The previous model could be modified to explain the first threshold (i.e., threshold from no to perhaps) and second threshold (perhaps to yes) based on explanatory variables using the following codes:

mod2 <- eirm(formula = "polyresponse ~ -1 + btype + situ + mode + 
             polycategory + polycategory:btype + (1|id)", data = VerbAgg2)

Conclusion

Before I conclude this post, I want to mention a few caveats with the eirm package. First, the eirm package is using a different optimizer to speed up the estimation process.

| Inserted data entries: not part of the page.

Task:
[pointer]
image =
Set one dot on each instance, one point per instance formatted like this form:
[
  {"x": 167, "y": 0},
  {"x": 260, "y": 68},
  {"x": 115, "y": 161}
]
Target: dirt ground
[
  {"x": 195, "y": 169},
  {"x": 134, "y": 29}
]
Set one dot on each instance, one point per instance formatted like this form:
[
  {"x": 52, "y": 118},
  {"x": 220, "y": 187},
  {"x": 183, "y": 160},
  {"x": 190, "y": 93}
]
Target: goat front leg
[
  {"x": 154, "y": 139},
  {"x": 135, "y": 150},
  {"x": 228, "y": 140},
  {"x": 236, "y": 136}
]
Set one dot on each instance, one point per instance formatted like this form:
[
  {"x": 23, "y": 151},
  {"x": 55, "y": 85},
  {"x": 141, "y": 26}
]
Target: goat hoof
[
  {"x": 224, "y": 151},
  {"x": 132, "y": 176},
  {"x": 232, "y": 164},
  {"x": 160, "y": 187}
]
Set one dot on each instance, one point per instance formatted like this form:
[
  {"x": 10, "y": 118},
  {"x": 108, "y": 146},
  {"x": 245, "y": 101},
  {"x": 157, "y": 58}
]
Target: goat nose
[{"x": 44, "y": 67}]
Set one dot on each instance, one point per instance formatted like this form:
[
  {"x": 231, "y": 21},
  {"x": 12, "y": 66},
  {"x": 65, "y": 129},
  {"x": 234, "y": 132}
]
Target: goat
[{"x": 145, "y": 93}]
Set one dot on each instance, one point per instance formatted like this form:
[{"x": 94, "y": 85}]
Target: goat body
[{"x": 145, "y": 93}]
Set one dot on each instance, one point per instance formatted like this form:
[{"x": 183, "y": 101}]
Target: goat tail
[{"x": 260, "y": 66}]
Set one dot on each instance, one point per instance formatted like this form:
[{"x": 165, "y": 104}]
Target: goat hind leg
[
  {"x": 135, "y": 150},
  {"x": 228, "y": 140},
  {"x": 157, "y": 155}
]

However, as the size of response data (i.e., items and persons) increases, the estimation duration may increase significantly. Second, it is possible to use dichotomous and polytomous items within the same model. In that case, a single difficulty is estimated for dichotomous items (i.e., Rasch model) and multiple thresholds for polytomous items (i.e., either Partial Credit model or Rating Scale model). Lastly, the eirm package is not capable of estimating a discrimination parameter for the items (just like lme4 can’t). Structural equation modeling could be a good alternative for those who want to estimate both discrimination and difficulty parameters for the items.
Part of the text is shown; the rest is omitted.